Afin d’accomplir ceci, les chercheurs devraient consulter les plans cadastraux manuscrits ainsi que les plans des lots individuels et des communautés. Ces cartes étaient gardées autrefois dans les bureaux de documents relatifs aux terres. Les cartes créées avant l’année 1900 sont maintenant conservées au Public Archives and Records Office et plusieurs versions numérisées sont maintenant disponibles sur Island Imagined. Les cartes et les plans sont des archives descriptives qui devaient servir à connecter les concessions, actes notariés, paiements d’achat et paiements d’impôts fonciers avec les propriétés individuels et leurs occupants. Ils sont de qualité et de quantité variantes et certains lieux ont plus de documentation que d’autres. C’est assez facile, en cherchant dans cette collection, de déterminer si la résidence de votre ancêtre aura des plans cadastraux de plus que les atlas mentionnés ci-dessus. Les cartes sont indexées par numéro de lot, donc une fois que vous avez identifié le lot dans lequel votre ancêtre apparaît (The Meacham Companion et le répertoire principal des noms sont d’excellents points de départ), vous pourrez déterminer le nombre des mappes disponibles dans la collection des archives.

Les mappes ou cartes manuscrites contiennent plusieurs détails et, dans plusieurs cas, ces détails vous mèneront à un index de registres dans lesquels on a inscrit les impôts, la concession, ou autre information concernant la propriété et le chef du ménage. Des informations concernant les autres résidents peuvent ensuite être trouvées en fouillant dans les testaments et les documents d’homologation.

 

 

Localiser des personnes sur des cartes : une étude de cas

Afin de mieux illustrer l’éventail d’options qu’offrent les cartes du projet Island Imagined, nous ferons la démonstration ici d’une recherche hypothétique pour un individu du nom de George Palmer. Les membres de sa famille croient que les Palmer vivaient près d’Alberton à un moment donné, dans l’ouest du comté de Prince. En consultant l’Illustrated Atlas de Meacham, (ou n’importe quelle autre carte contemporaine des lots de l’Île) nous savons qu’Alberton fait partie des lots 4 et 5 et que ce serait un bon endroit par où commencer. Une recherche pour les Palmer sur le répertoire principal des noms, en cherchant les prénoms qui débutent par la lettre « G », nous révèle qu’il y avait un George P. Palmer qui habitait le lot 5 en 1870. The Meacham’s Companion confirme qu’il y avait au moins un Palmer vivant à cet endroit en 1880, et l’Illustrated Atlas identifie un « Geo Palmer » sur un lot de terre de 5 acres qui se trouve entre Alberton Road (ou la rue Main) et Cascumpeque Harbour.

À ce moment, un examen de la mappe ainsi que le répertoire des plans au PARO nous identifierait d’autres plans cadastraux dans le lot 5. Une recherche pour « lot 5 » ou « lot cinq » dans l’engin de recherche d’Island Imagined donnerait comme résultat des cartes telles que les deux ci-dessous, qui datent de 1877 et 1911. De ce point, nous pouvons naviguer sur chaque carte en utilisant les boutons dans la fenêtre de sélection. Ces boutons nous permettent de faire le zoom à l’endroit précis sur Alberton Road où nous croyons pouvoir trouver George Palmer.

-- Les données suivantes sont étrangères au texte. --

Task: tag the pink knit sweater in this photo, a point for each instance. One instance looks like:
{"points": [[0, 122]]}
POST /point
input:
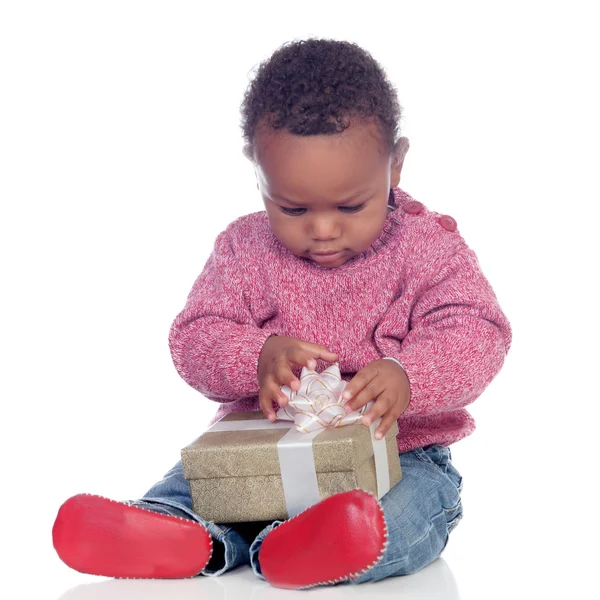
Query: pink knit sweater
{"points": [[417, 295]]}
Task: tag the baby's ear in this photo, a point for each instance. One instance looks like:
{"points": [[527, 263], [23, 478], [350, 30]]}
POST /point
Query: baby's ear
{"points": [[402, 146], [247, 152]]}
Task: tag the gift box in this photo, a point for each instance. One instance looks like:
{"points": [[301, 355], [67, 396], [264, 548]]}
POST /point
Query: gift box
{"points": [[245, 468]]}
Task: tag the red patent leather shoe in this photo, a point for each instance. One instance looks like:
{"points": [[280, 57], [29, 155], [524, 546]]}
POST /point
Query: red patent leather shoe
{"points": [[98, 536], [335, 540]]}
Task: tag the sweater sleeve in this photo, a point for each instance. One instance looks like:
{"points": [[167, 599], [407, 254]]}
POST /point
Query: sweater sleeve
{"points": [[450, 336], [215, 342]]}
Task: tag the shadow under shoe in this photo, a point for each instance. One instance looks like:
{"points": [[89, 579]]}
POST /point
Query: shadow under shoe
{"points": [[335, 540], [99, 536]]}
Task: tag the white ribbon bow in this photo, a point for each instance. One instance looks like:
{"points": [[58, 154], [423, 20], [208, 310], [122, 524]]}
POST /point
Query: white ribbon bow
{"points": [[318, 404]]}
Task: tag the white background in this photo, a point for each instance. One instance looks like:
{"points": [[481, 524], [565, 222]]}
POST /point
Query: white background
{"points": [[120, 161]]}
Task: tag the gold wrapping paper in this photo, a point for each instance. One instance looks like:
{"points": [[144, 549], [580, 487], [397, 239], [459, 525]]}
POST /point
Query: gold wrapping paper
{"points": [[235, 476]]}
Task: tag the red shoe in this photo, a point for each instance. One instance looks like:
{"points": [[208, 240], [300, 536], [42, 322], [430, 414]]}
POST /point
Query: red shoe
{"points": [[98, 536], [337, 539]]}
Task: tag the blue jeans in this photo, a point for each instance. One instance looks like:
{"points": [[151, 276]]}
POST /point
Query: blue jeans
{"points": [[420, 513]]}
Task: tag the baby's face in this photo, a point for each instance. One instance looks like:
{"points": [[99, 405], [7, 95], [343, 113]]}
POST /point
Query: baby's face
{"points": [[326, 195]]}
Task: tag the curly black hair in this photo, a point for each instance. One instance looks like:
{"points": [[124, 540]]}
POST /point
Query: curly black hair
{"points": [[316, 86]]}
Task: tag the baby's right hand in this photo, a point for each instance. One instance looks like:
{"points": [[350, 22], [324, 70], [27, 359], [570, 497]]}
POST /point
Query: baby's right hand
{"points": [[275, 362]]}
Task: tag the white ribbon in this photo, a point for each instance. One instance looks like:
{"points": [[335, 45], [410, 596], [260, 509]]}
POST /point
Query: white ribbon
{"points": [[317, 405]]}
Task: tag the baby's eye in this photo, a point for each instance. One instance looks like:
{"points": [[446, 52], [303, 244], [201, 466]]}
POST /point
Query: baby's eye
{"points": [[292, 211], [351, 209]]}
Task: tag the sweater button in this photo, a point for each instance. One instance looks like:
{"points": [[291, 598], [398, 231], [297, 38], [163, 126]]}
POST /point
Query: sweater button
{"points": [[413, 207], [447, 222]]}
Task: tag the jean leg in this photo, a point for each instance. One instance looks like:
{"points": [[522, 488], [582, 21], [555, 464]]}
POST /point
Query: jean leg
{"points": [[420, 512], [255, 547], [171, 495]]}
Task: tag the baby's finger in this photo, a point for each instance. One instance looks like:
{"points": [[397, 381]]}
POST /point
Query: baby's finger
{"points": [[302, 356], [380, 407], [265, 399], [284, 376], [320, 351], [363, 388], [386, 422]]}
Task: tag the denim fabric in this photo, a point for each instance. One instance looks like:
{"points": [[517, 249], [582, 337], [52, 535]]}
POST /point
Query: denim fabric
{"points": [[420, 513]]}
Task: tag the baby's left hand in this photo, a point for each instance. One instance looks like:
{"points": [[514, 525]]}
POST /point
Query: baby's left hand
{"points": [[385, 382]]}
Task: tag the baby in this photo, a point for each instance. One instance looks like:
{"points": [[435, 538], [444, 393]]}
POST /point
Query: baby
{"points": [[343, 266]]}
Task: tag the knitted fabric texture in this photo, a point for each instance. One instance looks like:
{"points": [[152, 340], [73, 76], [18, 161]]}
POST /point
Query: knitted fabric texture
{"points": [[417, 295]]}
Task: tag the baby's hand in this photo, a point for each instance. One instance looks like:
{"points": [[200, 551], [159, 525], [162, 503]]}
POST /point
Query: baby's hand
{"points": [[275, 362], [387, 383]]}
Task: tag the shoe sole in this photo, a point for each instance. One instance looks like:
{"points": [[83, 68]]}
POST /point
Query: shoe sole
{"points": [[99, 536], [336, 540]]}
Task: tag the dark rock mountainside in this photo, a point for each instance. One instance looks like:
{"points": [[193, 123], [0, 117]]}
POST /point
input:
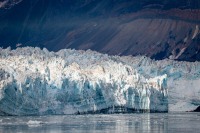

Nous sommes assez confiants que George Palmer aurait vécu à cet endroit dans les années 1870, donc nous commençons par une carte de 1877 intitulée « Plan of Town Lots at Cascumpec Point. Township No. 5 » (Figure 1). Ce plan cadastral de divisions de parcelles nous donne les noms et la superficie de chaque propriété, et les plus petits chiffres le long des frontières correspondent aux façades et autres distances mesurées par des chaînes et des maillons. Une chaîne était 66 pieds de long et était composée de 100 maillons. Nous pouvons voir que George Palmer est situé sur la même parcelle dans l’Illustrated Atlas. Sa terre dépassait l’arpentage original (indiqué par une ligne pointillée), donc le cartographe a inclus une mesure supplémentaire en utilisant des coordonnées géographiques pour indiquer la limite du terrain. Dans l’Illustrated Atlas de 1880, des crochets sont utilisés pour nous indiquer que les deux côtés de la ligne pointillée appartenaient à Palmer.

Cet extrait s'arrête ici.